ZeroHedge remarks, “In a declining nominal growth environment, where cash yields 135 basis points per quarter, the outcome of a tightening versus easing policy is an important factor that makes a difference to cross-asset return expectations.
Most analysts anticipate that at Jackson Hole central bankers will reiterate a “job not done” message, indicating the need for an extended period of tighter monetary policy. This implies the intention to raise further short-term real interest rates (even by being on hold as inflation slows further), despite a noticeable reduction in inflationary pressures and poor PMI readings and maintain those until a clearer evidence of building labor market slack. This is what we call here the Volcker scenario – a decisive win against inflation, whatever it takes. (55-70% market implied probability)”

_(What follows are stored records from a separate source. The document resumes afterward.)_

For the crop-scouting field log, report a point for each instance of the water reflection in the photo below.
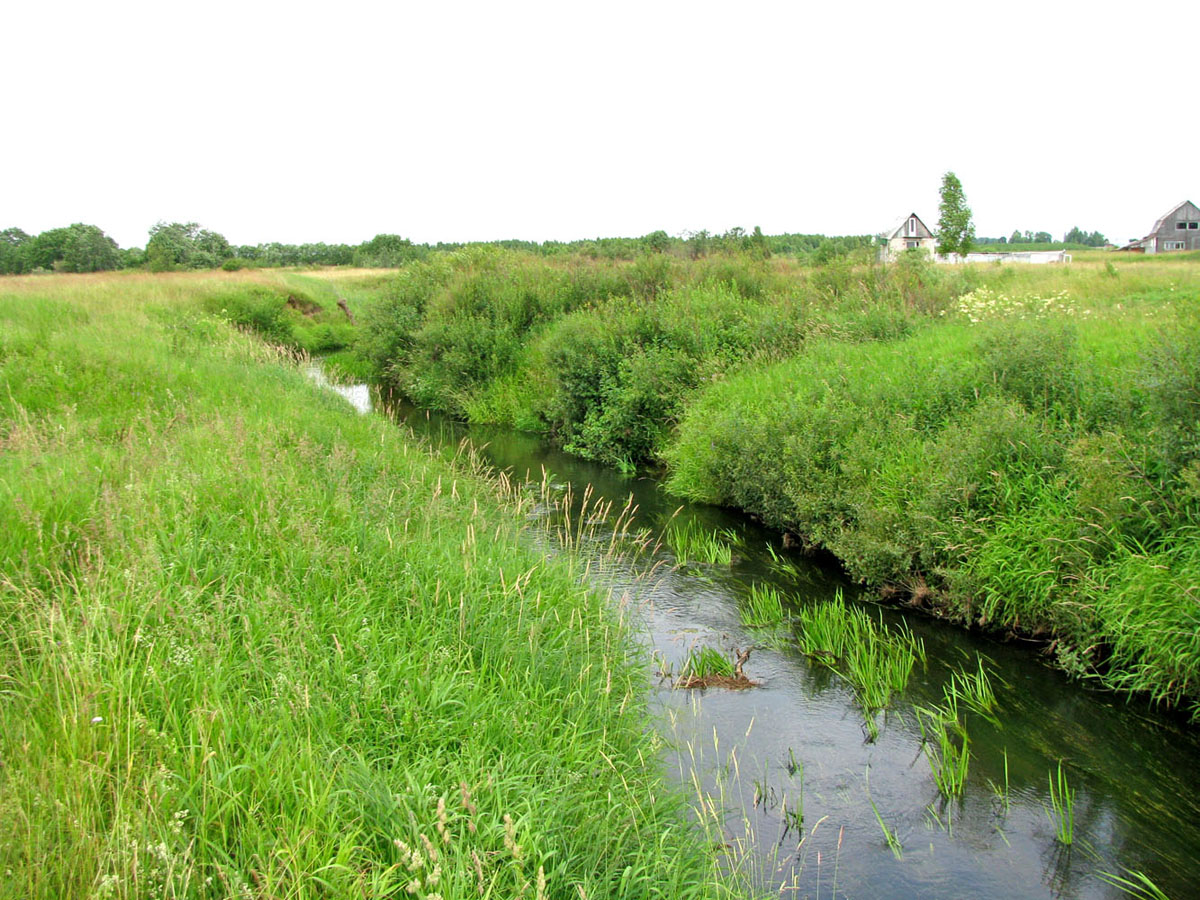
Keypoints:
(793, 777)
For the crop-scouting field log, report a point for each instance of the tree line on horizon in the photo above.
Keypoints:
(174, 246)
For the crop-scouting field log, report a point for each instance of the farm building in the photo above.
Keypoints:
(1176, 229)
(910, 233)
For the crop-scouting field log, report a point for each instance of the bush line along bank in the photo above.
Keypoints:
(1014, 448)
(256, 645)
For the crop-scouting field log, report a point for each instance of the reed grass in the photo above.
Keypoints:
(874, 659)
(762, 607)
(947, 749)
(257, 645)
(707, 661)
(691, 543)
(1137, 885)
(1062, 807)
(1030, 453)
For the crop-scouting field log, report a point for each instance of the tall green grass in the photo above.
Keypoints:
(256, 645)
(1032, 455)
(876, 660)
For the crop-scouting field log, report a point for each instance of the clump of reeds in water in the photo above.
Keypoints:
(943, 727)
(947, 749)
(708, 667)
(1062, 808)
(691, 543)
(875, 659)
(763, 607)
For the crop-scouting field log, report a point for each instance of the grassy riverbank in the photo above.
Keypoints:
(1011, 447)
(253, 645)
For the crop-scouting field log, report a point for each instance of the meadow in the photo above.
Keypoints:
(1012, 448)
(253, 645)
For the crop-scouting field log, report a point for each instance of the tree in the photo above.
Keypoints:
(89, 250)
(13, 258)
(955, 231)
(185, 245)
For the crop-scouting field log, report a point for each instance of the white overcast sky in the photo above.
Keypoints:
(300, 121)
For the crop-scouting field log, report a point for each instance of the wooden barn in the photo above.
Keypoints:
(910, 233)
(1176, 229)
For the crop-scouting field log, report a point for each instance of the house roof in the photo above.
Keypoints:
(894, 231)
(1162, 219)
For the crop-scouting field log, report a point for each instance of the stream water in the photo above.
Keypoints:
(801, 789)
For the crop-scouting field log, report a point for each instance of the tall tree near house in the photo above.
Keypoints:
(955, 231)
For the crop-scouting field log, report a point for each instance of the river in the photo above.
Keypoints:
(802, 790)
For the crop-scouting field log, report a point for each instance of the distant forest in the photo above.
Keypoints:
(186, 245)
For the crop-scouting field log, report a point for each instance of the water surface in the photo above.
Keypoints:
(795, 774)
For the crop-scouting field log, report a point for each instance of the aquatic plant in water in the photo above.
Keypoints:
(1062, 807)
(763, 607)
(691, 543)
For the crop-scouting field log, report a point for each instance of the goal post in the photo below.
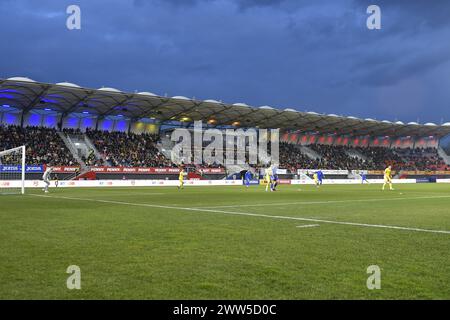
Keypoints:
(12, 171)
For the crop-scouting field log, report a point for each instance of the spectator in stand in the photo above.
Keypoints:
(43, 145)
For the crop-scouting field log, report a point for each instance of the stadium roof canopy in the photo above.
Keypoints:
(66, 98)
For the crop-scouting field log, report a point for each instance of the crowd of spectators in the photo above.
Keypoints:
(122, 149)
(43, 145)
(361, 158)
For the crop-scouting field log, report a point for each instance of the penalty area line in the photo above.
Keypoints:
(307, 226)
(320, 202)
(248, 214)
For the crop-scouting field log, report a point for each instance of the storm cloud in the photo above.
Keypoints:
(308, 55)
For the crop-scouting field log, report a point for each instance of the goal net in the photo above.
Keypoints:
(12, 171)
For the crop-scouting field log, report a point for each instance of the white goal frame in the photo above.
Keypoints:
(23, 164)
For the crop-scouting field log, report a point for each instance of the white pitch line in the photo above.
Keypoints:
(250, 214)
(307, 226)
(319, 202)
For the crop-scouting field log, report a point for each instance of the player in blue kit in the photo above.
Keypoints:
(274, 178)
(319, 177)
(364, 178)
(247, 177)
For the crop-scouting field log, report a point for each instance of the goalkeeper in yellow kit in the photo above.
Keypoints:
(181, 178)
(388, 177)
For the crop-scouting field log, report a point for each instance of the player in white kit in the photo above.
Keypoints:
(46, 178)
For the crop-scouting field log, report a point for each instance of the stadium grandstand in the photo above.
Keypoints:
(109, 134)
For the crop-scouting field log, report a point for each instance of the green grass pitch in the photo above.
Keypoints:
(223, 243)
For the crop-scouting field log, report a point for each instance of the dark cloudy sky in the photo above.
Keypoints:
(307, 55)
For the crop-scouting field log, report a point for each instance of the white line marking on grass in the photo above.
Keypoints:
(307, 226)
(249, 214)
(319, 202)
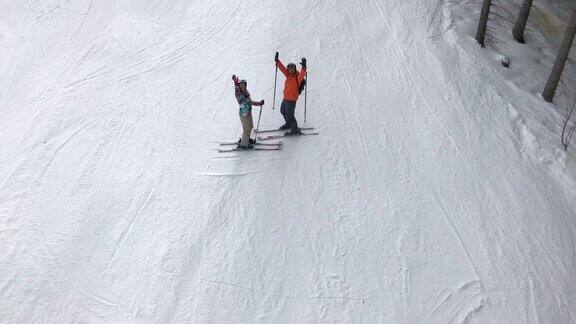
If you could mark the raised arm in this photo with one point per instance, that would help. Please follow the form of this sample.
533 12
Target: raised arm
282 68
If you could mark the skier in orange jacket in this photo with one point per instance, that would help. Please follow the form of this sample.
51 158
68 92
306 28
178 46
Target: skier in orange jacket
292 86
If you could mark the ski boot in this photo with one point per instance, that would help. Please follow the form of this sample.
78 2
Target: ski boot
293 132
252 141
245 147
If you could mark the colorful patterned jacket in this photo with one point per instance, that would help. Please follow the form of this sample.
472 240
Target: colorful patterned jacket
244 101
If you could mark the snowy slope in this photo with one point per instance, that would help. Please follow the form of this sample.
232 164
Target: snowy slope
436 192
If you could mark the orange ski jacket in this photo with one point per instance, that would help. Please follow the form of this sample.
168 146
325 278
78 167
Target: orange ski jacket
292 82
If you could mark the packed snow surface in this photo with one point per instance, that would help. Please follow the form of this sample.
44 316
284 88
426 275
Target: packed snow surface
437 190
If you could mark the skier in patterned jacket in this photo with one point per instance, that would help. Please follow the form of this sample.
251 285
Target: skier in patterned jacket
245 104
292 87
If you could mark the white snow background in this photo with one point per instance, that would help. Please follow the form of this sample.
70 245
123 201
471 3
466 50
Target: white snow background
437 190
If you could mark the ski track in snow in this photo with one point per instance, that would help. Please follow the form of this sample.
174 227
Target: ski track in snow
425 197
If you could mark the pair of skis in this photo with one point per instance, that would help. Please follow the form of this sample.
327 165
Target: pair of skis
266 146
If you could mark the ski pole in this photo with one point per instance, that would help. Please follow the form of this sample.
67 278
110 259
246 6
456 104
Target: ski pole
258 125
275 78
305 95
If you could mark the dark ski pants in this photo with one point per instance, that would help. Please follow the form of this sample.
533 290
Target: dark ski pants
287 110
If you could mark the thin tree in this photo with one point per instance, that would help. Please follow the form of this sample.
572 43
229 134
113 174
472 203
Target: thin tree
518 30
568 129
556 73
483 23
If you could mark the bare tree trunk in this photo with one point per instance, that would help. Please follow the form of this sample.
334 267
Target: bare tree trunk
518 31
483 23
556 73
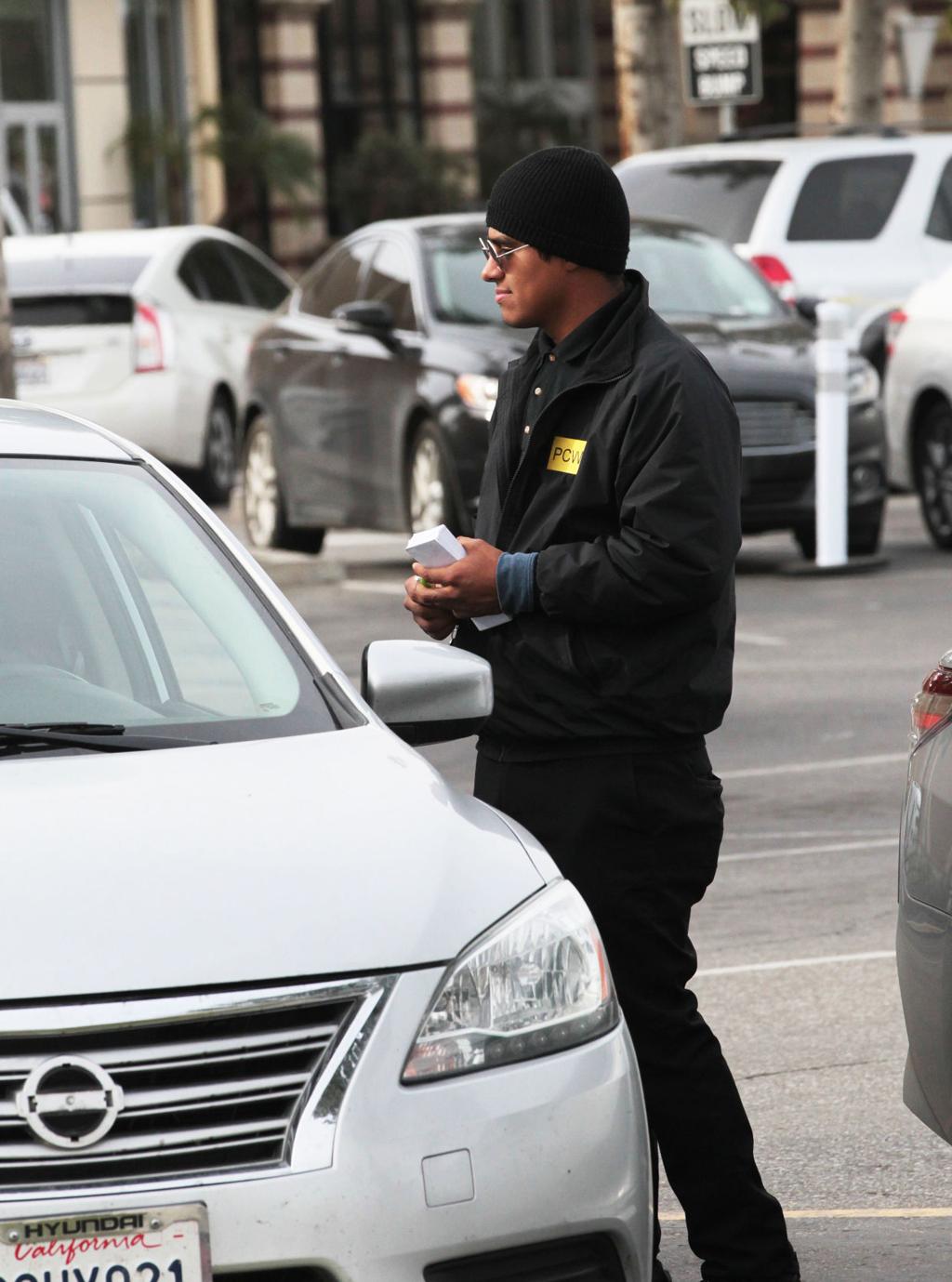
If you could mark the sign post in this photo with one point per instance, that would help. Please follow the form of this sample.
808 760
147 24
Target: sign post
721 54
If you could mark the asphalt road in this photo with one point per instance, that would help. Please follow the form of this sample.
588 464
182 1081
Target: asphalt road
796 937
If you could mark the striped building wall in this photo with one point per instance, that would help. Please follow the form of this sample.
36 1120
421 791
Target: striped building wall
819 41
447 88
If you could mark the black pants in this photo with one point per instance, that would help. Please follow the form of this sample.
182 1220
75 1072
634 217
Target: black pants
639 835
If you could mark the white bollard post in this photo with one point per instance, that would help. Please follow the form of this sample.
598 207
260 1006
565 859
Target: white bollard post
832 419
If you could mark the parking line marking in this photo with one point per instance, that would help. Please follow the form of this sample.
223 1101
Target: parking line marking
759 639
793 963
810 850
840 763
677 1217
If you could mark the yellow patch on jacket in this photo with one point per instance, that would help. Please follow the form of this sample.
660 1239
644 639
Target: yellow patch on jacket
566 454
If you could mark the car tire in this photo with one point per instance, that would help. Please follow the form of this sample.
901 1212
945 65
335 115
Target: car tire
863 535
263 501
932 462
218 462
429 482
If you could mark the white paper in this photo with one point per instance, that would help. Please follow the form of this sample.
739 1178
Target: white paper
439 548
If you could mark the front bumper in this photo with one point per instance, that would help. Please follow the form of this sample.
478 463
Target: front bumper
556 1147
778 486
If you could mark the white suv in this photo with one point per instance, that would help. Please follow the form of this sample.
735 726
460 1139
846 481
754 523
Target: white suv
859 218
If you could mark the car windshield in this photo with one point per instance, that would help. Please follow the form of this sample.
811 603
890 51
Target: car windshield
117 606
454 264
721 196
688 273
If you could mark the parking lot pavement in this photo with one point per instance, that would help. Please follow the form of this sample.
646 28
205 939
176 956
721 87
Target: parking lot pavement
796 936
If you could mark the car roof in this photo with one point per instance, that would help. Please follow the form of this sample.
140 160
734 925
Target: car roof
33 431
128 243
786 149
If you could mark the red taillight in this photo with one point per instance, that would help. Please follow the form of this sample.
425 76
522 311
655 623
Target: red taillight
148 338
897 320
775 273
933 703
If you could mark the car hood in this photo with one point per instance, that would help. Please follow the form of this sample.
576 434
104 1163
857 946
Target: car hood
314 855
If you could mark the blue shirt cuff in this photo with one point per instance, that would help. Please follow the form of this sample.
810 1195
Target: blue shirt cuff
515 582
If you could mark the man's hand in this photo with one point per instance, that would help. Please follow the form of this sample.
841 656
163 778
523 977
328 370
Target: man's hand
434 622
467 588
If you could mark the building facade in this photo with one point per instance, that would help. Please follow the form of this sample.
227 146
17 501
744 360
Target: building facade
99 100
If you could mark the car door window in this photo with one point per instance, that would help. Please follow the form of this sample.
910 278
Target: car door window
389 281
849 199
207 276
263 287
941 216
335 280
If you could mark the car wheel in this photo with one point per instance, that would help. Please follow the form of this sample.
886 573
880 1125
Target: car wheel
217 473
429 493
933 472
863 535
263 501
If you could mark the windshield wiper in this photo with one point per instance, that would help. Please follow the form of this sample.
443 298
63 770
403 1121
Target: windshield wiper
94 736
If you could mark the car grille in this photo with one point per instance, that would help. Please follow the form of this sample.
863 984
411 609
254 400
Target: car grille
772 426
209 1085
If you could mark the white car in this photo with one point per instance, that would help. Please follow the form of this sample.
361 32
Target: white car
277 1003
918 403
145 332
861 218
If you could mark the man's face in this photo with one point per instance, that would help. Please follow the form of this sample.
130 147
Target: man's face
529 291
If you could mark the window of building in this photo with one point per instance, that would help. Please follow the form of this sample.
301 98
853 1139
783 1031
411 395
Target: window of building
849 199
156 135
536 78
34 166
369 80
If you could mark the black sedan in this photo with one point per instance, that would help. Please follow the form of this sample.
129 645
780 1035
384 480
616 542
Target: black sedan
370 394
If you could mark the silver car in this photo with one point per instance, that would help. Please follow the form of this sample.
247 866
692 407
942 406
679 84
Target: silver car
277 1001
924 939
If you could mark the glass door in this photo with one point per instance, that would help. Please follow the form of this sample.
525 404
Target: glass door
34 166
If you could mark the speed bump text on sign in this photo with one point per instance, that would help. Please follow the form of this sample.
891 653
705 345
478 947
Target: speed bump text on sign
566 454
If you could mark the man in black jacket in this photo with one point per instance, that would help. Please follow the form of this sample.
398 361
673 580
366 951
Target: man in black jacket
607 528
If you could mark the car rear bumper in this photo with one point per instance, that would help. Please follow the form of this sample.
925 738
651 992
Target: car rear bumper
549 1149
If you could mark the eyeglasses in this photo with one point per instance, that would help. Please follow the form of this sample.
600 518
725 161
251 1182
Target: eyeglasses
490 251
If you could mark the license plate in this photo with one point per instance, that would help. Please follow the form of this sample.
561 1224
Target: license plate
31 371
165 1244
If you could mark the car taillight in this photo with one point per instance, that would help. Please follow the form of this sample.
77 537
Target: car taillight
933 703
775 273
897 320
148 338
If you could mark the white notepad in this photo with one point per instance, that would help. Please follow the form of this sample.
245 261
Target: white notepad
440 547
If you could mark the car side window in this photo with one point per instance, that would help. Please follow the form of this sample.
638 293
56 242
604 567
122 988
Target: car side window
207 276
334 280
263 287
941 217
849 199
389 281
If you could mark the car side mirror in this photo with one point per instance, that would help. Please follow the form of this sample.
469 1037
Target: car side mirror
426 693
806 307
364 315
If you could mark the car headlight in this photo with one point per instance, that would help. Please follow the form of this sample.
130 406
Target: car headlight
535 984
478 392
863 385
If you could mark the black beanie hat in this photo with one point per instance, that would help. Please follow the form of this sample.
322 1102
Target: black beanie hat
565 202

USD futures are steady this morning, awaiting Jackson Hole. The Cycles Model shows increased trending strength this weekend and more so until mid-week. There may be a breakout above the Cycle Top at 105.32.
Crude Oil futures rose above Intermediate Term resistance at 79.26 after testing it intraday and completing its Master Cycle. Should that be the case, crude may rise to 82.00. The danger is that the correction may take crude lower. I have no trading thoughts on crude at this time, other than the trend may be down from the Cycle Top currently at 84.32.